现在明白了,也就是笑笑暗叹自己那时的愚蠢。
怎么会蠢到连一个人的性别都搞错呢?
那天,下着小雨。
许一鸣已经半个月没去看那个人了,这些天里他真真切切的体会到失恋的感觉,没开始就结束的恋爱。
他打着伞在十字路口犹豫徘徊,这样的天气,那人回家会不会没有雨伞,抱着这种想法他调转方向,走上另一条路。
只是给他送把伞……
需要理由才能见面的关系,不过是自我欺骗。
许一鸣走得很快,他几乎一路小跑过去,岚六点放学,现在已过十分,他担心那人会不会早走了。这样,好不容易找到理由来见他一面的机会都会错过。
到学校的时候,陆续涌出来一批批学生,许一鸣看了会儿,没看到人,想进去,保安将他拦在外面,他跟保安解释说找朋友,可忽然发现连那人名字都不知道。
许一鸣脸上神采瞬间暗下,自己根本什么都不是啊。
他离去,雨水渐渐沥沥打在伞面,沿着边缘流下。
这场雨不知道要下多久,路过学校对面街巷的时候,他仍然控制不住的去想他,也有可能有所想就有所思,许一鸣在经过一个巷子口的时候,忽然听到一些奇怪的声音,他握着伞柄的手一紧。是那个人的声音。
他靠着墙,小心的探出头。
呼吸猛地一滞。
真是他!
只是,也不仅仅是他,那人被三个手臂纹身男人堵在墙角,无法动弹。
“小子,什么人看上的女人都敢抢啊。”
岚的双手被中间男人高高拉过头顶抵在墙壁,他的全身淋透了,白色衬衫湿答答黏着身体,露出一小节腰身。
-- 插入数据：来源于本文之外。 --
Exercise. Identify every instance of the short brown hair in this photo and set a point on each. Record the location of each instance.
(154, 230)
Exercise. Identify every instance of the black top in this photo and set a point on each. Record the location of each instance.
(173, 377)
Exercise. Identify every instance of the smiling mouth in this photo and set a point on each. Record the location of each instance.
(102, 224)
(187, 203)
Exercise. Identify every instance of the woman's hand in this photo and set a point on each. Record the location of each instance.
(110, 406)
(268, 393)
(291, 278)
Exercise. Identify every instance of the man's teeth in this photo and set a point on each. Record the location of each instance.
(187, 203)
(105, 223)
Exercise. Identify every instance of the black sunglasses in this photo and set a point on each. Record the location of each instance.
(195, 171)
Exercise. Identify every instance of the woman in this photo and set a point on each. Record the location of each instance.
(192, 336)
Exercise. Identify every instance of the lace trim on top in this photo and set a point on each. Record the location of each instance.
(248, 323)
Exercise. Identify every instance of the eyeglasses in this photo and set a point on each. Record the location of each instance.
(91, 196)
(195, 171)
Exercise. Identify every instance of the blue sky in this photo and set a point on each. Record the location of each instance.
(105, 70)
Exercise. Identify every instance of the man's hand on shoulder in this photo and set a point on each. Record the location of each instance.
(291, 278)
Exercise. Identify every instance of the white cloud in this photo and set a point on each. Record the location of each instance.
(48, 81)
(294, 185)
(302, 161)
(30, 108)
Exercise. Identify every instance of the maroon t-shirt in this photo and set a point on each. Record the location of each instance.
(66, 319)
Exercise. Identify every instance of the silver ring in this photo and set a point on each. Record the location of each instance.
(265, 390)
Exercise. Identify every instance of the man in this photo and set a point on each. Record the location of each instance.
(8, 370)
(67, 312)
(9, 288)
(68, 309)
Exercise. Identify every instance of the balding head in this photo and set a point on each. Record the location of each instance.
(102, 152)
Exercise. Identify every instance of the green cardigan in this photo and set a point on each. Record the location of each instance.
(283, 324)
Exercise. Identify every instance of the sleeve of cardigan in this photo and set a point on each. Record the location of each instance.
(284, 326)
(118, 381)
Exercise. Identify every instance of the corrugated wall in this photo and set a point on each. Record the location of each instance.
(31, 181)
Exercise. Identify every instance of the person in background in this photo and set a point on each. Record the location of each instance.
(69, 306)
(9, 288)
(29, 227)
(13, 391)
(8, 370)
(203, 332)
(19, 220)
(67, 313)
“我虽然不打小屁孩,但是你再摆出这副装清高的臭样子,我可破例了。”,男人恶狠狠盯着他,显然即将被激怒。
岚正过脸看他,嘴角挂着似有似无的笑,眼底透出一丝淡淡的怜悯和疲倦。那是一种长年经过金钱浸染后无意识透露出来的优越和教养。
“妈的!你找死!!”
男人一巴掌打偏岚的脸,那人白皙的皮肤立即浮现明显的红印。